- Born: September 21, 1961 (age 64)
- Education: Cornell University University of Michigan
- Occupations: Head Coach, Cornell University Sprint Football Chairman, Axcess Sports & Entertainment, LLC Commissioner, United Football League, LLC
- Spouse: Kimberly Huyghue
- Children: 3
- Parent(s): Bruce and Joan Huyghue
- Website: Michael Huyghue

= Michael Huyghue =

American businessman (born 1961)

Michael L. Huyghue (born September 21, 1961; pronounced "hewg") is a sports lawyer and businessman and former commissioner of the United Football League, having served in that capacity since the league's founding in 2007. He was previously a member of the legal department of the NFL Players Association before joining the NFL Management Council. Uniquely positioned from having thus worked on both sides of the player/management relationship, he called for the 2011 NFL labor standoff to be settled by keeping the lawyers for both sides out of the negotiating process.

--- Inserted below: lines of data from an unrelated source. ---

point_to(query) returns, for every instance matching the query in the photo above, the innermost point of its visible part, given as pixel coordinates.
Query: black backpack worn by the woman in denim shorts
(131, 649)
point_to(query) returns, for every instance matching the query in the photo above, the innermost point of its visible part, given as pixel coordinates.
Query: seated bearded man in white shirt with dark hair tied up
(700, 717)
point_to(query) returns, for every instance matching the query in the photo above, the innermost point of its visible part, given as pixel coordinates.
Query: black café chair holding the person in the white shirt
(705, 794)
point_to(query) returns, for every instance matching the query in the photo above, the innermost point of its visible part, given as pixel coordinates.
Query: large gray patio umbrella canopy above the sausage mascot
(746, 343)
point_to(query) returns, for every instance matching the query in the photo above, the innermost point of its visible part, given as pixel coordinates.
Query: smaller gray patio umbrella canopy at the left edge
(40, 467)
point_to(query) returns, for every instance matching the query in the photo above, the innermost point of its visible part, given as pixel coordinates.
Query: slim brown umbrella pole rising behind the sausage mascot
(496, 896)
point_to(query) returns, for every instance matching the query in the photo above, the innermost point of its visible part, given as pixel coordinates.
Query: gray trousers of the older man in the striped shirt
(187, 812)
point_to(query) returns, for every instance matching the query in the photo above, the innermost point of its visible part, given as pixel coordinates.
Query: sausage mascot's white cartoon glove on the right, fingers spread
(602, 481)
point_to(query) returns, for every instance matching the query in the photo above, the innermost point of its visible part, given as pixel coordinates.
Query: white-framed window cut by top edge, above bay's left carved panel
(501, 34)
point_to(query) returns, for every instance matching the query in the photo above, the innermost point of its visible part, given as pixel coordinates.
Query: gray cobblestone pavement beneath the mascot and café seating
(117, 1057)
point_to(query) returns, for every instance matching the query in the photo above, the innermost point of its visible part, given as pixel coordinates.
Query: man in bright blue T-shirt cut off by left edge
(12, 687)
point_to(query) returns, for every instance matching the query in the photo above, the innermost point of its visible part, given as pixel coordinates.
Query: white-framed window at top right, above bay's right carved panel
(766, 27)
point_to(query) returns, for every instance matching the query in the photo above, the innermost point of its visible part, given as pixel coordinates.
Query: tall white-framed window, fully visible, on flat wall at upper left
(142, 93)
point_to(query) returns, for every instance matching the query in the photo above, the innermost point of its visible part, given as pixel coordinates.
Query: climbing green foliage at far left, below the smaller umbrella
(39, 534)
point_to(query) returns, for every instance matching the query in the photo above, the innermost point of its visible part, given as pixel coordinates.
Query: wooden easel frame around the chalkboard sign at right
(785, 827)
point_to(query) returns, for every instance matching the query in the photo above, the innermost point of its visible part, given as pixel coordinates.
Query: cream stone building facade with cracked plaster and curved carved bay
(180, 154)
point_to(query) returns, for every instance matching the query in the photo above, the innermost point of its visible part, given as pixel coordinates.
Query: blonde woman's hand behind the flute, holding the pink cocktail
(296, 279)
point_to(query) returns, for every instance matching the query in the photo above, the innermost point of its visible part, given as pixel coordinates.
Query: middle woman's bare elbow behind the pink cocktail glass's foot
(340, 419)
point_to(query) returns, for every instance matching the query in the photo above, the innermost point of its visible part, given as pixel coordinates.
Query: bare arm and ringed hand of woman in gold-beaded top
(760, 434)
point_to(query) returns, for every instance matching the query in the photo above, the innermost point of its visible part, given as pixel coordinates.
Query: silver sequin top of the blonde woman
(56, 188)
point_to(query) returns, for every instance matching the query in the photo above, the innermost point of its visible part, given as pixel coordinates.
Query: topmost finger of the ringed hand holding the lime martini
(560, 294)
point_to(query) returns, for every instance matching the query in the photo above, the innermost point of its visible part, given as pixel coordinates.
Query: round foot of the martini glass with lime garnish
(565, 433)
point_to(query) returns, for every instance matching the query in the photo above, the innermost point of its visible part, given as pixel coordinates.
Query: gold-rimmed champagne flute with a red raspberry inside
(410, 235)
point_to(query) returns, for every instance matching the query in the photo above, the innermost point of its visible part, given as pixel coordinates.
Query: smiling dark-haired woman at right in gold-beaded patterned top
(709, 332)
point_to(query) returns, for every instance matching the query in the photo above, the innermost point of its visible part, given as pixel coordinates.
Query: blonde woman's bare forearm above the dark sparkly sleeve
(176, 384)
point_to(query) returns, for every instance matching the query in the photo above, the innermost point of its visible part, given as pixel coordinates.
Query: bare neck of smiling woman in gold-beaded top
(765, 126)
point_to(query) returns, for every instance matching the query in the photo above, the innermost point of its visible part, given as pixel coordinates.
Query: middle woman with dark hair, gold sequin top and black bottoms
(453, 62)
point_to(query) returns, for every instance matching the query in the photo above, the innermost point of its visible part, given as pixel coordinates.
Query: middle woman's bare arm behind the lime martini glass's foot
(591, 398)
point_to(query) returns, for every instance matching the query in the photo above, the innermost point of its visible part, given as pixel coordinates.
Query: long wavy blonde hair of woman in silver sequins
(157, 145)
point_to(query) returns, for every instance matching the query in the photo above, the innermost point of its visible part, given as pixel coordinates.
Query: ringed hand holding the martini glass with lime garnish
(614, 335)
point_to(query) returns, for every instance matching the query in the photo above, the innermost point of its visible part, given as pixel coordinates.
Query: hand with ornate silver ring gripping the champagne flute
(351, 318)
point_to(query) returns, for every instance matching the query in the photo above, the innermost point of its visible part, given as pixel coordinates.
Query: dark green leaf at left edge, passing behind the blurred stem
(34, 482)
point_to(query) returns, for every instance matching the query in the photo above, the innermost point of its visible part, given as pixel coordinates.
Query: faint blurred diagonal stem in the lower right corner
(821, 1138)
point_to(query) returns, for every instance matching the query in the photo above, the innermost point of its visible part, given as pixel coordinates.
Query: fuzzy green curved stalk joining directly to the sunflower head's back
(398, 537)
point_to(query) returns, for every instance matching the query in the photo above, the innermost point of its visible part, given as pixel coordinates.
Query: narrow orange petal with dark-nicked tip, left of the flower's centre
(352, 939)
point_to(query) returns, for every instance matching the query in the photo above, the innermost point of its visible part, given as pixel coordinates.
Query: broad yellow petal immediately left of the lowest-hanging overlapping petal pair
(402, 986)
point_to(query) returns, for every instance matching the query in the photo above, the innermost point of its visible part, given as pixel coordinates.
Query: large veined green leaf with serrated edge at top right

After the formulation of the World League of American Football, the predecessor of NFL Europa, Huyghue joined the Birmingham Fire as general manager. After the league's demise in 1992, he moved to the Detroit Lions of the National Football League as vice-president, a role he also fulfilled for the expansion Jacksonville Jaguars from 1994 until 2001. Huyghue was also previously a sports agent, managing NFL players such as Adam "Pacman" Jones.

Huyghue is originally from suburban Hartford, Connecticut, a situation that was a factor in his placing a UFL franchise, the Hartford Colonials, in the area. His family is from St. Thomas, United States Virgin Islands. Huyghue was a three-year football and baseball player while at Cornell University, and received a Juris Doctor degree from the University of Michigan. He now is the Terry Cullen Head Coach of Sprint Football at Cornell University, where he is also a visiting professor at the law school. His expertise is in Sports Law.

==Controversy==

On August 16, 2011, Yahoo! Sports reported that Nevin Shapiro, a former University of Miami booster incarcerated for his role in a $930 million Ponzi scheme, was alleging that he had provided "thousands of impermissible benefits to at least 72 University of Miami athletes from 2002 through 2010." In the article, Shapiro claimed that during his time as a University of Miami booster, he also co-owned a sports agency, Axcess Sports & Entertainment, with Huyghue. Shapiro alleged that he introduced Huyghue to several Miami Hurricanes players, leaving it to Huyghue to provide "his own set of extra benefits to athletes as he saw fit, including cash payments, travel and other inducements." Shapiro "told federal prosecutors that's precisely what Huyghue did, giving multiple illicit benefits, including cash, to several players at Miami."

Huyghue rejected Shapiro's claims. "He's a convicted felon," Huyghue said in the same article. "I just don't want to get into such fantasy. I just wouldn't want to even go down that path. I don't even care what he said. Whatever he could say, there's just no substance to it."

On January 31, 2012, Huyghue resigned as commissioner of the United Football League.